Je cherche dans mon sac à dos le ticket de concert que m’a donné Nicolas mais ne le trouve pas. Je remonte dans ma chambre et fouille les poches de ma robe mais elles sont vides. Je vérifie chaque recoin de ma valise mais sais d’avance qu’il ne s’y trouvera pas. Je redescends dans le salon, soulève les coussins du canapé en vain. Je remonte alors dans ma chambre et cherche sous le lit. Il n’y est pas non plus mais une boîte y est déposée. Je l’attrape pour vérifier qu’il ne se trouve pas éventuellement derrière mais remarque que mon prénom est inscrit sur une étiquette collée au centre. J’observe l’écriture soignée qui semble celle d’une femme, peut-être ma mère donc puisque ce n’est pas celle de grand-mère et ouvre le couvercle. A l’intérieur, j’y découvre des enveloppes sur lesquelles sont inscrits des chiffres de un à sept. Je prends la première, la retourne et l’ouvre doucement pour ne pas la déchirer. Je remarque la même écriture sur un papier plié en quatre à l’intérieur et devine qu’il doit s’agir d’une lettre. J’hésite à découvrir ce qui peut y être écrit. Je ne sais pas si je suis prête à apprendre de nouveaux secrets. J’ai le sentiment tout à coup que tout va beaucoup trop vite. Mais c’est comme si cette boîte attendait que je la trouve. Alors je sors délicatement le courrier et le déplie sans oser encore commencer à le lire.

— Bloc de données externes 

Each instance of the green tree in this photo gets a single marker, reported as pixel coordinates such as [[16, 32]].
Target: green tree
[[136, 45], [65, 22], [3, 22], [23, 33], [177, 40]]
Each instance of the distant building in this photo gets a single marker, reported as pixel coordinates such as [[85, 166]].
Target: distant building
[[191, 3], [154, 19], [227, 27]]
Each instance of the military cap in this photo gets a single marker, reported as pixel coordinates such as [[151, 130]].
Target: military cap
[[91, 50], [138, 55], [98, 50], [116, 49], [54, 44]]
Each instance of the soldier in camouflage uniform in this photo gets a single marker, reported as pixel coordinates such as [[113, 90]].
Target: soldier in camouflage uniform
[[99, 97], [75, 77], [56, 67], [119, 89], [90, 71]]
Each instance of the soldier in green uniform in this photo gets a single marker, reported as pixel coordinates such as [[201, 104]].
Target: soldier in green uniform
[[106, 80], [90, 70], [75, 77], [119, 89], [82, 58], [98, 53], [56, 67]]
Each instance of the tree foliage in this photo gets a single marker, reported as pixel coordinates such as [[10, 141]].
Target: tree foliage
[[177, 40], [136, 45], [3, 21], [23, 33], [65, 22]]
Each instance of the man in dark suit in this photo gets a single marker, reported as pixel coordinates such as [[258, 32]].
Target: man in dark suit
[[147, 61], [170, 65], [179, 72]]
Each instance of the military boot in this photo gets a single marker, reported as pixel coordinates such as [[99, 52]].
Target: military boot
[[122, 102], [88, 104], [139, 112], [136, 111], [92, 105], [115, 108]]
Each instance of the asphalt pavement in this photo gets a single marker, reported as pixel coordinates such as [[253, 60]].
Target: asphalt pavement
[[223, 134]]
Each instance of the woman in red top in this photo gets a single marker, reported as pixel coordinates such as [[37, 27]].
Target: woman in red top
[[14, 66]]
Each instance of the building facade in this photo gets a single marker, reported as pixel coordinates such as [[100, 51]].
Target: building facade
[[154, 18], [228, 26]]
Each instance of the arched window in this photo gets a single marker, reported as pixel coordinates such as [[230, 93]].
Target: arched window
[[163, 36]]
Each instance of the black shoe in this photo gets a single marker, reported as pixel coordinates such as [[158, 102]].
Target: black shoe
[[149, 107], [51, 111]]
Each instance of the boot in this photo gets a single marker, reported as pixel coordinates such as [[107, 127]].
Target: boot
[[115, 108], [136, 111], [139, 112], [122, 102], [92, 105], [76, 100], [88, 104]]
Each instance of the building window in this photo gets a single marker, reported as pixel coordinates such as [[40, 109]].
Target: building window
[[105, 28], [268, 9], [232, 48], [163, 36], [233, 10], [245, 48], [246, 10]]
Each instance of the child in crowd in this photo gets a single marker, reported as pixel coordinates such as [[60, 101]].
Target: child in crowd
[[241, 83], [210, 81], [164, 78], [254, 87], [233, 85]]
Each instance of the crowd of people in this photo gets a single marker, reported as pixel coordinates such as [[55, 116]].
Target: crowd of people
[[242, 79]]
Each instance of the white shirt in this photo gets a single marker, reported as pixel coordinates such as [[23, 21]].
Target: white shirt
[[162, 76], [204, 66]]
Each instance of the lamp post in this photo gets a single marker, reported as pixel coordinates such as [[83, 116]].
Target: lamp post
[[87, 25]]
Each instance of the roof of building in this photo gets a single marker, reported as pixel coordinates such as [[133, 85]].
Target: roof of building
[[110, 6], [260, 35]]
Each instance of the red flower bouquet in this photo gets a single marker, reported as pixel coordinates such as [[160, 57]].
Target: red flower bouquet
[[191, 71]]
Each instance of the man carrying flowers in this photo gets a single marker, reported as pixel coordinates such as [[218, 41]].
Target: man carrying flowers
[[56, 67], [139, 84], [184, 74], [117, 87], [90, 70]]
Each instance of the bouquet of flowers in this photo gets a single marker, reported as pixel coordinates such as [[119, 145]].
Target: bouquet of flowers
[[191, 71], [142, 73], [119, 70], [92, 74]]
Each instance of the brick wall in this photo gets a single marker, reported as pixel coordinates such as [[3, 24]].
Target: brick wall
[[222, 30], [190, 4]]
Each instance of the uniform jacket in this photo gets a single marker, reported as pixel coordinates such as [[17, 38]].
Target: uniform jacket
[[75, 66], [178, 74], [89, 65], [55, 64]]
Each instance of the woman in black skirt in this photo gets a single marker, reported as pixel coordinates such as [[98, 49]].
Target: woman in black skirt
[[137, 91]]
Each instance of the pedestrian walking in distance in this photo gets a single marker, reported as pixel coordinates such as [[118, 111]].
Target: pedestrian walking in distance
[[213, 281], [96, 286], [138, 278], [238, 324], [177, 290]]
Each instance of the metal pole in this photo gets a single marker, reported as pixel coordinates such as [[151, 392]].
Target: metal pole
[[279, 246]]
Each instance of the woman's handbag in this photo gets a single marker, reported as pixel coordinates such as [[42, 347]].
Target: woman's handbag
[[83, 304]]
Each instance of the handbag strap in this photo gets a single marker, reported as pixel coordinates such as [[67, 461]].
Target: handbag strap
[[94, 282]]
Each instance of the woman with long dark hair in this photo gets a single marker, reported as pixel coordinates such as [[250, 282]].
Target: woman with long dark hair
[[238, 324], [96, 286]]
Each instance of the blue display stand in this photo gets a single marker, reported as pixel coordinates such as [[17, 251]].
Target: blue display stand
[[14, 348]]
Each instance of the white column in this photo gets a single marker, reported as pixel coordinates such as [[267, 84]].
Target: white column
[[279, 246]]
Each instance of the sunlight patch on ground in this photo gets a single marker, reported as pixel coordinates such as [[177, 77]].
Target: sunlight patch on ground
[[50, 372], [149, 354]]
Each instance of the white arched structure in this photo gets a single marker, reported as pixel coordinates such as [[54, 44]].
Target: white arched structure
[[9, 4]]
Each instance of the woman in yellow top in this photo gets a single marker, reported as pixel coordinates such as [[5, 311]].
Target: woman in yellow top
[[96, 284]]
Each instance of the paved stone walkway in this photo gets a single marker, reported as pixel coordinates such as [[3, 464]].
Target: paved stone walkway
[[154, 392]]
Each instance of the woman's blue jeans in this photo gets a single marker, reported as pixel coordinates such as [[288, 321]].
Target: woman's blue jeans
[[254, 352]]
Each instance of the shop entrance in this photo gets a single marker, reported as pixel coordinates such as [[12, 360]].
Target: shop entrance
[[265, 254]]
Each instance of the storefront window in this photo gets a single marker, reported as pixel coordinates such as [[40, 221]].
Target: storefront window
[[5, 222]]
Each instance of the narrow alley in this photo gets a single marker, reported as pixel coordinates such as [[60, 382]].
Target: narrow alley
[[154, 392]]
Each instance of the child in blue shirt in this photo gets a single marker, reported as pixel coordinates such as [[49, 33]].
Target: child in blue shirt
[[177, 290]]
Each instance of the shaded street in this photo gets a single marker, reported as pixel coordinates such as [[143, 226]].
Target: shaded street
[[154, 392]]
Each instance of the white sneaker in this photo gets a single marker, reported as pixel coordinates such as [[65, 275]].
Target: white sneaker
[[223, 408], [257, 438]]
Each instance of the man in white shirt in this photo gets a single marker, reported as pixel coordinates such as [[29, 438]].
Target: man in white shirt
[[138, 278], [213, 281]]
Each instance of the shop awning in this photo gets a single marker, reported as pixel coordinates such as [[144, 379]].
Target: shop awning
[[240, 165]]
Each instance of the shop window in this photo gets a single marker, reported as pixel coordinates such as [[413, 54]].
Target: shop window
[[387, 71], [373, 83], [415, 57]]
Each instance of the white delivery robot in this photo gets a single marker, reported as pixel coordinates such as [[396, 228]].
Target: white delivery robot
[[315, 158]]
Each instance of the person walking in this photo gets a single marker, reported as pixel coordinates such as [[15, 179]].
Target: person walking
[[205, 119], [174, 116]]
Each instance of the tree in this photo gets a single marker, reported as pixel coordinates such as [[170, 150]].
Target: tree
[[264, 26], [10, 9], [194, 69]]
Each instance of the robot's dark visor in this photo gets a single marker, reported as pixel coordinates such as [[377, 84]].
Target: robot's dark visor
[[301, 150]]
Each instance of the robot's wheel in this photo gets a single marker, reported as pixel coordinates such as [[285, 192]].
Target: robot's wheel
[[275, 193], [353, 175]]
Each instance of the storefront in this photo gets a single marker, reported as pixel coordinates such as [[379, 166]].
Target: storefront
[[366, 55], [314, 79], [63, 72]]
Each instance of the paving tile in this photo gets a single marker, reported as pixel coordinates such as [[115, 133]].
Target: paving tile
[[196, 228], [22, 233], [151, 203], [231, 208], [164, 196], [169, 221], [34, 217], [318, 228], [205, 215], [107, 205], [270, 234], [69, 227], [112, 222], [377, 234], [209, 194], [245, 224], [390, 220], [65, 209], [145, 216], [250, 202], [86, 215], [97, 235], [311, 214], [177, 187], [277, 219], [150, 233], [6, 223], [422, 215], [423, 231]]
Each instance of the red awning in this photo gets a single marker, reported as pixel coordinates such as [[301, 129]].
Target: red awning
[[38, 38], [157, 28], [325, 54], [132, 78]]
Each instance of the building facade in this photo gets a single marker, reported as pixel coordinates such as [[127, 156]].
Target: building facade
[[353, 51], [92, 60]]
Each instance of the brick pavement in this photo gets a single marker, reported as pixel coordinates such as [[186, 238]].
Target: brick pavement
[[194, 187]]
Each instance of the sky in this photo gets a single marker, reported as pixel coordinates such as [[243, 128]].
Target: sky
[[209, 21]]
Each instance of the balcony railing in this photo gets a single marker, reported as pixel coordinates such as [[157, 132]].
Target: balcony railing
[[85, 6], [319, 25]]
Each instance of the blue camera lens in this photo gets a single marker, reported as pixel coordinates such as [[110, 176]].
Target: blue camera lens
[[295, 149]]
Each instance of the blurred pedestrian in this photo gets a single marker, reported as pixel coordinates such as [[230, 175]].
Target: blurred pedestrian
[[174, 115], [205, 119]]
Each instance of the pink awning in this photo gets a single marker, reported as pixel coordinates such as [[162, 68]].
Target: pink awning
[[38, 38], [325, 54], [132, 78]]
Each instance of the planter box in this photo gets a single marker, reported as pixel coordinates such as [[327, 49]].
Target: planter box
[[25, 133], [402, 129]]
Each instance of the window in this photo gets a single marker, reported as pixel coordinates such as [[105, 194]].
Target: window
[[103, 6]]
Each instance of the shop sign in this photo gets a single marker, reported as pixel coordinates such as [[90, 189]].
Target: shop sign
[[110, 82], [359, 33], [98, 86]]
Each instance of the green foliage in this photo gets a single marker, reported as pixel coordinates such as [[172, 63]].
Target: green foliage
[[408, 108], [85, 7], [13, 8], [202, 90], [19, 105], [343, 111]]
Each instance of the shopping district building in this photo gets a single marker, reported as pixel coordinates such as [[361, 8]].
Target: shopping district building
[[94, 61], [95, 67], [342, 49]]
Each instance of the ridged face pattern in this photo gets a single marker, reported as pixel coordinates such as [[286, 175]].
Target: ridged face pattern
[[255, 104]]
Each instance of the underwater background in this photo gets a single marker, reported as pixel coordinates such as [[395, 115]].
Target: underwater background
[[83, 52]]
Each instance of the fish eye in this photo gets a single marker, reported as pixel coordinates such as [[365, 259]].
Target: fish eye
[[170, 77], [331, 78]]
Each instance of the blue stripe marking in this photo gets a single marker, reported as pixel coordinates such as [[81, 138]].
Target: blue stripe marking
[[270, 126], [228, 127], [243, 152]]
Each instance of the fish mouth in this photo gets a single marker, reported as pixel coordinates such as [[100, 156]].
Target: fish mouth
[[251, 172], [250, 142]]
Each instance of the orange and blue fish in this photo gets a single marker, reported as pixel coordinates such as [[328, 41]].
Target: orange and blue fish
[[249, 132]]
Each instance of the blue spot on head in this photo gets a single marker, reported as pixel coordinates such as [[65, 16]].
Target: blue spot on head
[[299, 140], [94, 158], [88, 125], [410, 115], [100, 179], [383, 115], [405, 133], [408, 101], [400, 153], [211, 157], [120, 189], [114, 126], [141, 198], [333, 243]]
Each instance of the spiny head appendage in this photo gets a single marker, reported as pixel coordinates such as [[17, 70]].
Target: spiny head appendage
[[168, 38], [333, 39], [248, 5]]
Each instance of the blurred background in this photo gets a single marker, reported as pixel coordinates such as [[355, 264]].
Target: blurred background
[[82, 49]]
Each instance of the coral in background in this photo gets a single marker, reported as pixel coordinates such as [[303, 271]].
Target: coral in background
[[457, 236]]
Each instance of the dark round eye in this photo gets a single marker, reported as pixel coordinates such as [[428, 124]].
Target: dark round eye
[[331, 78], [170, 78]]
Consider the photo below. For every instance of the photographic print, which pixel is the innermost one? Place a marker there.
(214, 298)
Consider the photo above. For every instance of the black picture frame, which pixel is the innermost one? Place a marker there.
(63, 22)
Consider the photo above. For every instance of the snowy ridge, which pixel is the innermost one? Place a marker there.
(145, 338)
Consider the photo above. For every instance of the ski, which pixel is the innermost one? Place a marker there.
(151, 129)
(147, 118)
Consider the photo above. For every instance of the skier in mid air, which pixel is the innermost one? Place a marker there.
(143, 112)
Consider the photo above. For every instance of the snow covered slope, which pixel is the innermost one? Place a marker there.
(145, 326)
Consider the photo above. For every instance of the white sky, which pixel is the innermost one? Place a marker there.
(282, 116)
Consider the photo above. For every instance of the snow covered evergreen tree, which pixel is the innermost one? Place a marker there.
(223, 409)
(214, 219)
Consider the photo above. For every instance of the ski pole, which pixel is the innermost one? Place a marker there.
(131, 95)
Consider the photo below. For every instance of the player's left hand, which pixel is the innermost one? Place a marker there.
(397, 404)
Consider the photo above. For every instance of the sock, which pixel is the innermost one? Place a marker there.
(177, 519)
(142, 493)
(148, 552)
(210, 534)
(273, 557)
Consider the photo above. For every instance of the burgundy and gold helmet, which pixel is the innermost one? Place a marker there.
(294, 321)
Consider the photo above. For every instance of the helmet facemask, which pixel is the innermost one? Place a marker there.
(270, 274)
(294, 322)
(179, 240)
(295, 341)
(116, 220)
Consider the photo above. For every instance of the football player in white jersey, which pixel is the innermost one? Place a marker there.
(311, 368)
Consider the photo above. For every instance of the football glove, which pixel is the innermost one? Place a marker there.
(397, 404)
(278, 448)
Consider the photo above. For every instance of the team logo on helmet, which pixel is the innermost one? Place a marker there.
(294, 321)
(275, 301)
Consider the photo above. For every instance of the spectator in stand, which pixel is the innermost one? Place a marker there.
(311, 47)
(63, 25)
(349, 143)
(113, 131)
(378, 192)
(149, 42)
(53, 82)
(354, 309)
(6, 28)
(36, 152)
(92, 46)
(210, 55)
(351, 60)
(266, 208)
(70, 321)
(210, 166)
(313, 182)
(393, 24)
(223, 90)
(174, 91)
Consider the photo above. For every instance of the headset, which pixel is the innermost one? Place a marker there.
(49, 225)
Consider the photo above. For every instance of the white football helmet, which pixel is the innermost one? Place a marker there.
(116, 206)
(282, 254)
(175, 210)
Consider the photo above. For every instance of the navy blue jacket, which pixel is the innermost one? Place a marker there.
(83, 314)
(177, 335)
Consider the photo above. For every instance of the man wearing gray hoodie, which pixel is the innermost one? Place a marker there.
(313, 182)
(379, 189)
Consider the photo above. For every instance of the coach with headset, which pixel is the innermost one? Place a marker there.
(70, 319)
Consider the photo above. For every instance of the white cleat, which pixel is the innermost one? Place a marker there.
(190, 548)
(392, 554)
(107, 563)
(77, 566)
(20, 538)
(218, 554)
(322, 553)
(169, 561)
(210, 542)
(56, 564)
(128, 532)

Je ressens le besoin d’être confortablement installée et me rends dans le bureau bibliothèque. Je m’assois dans le rocking-chair et me sens ainsi en sécurité, comme entourée par mes deux parents. Je prends une grande inspiration tout en fermant les yeux puis les rouvre prête à connaître ce que ma mère a voulu m’écrire.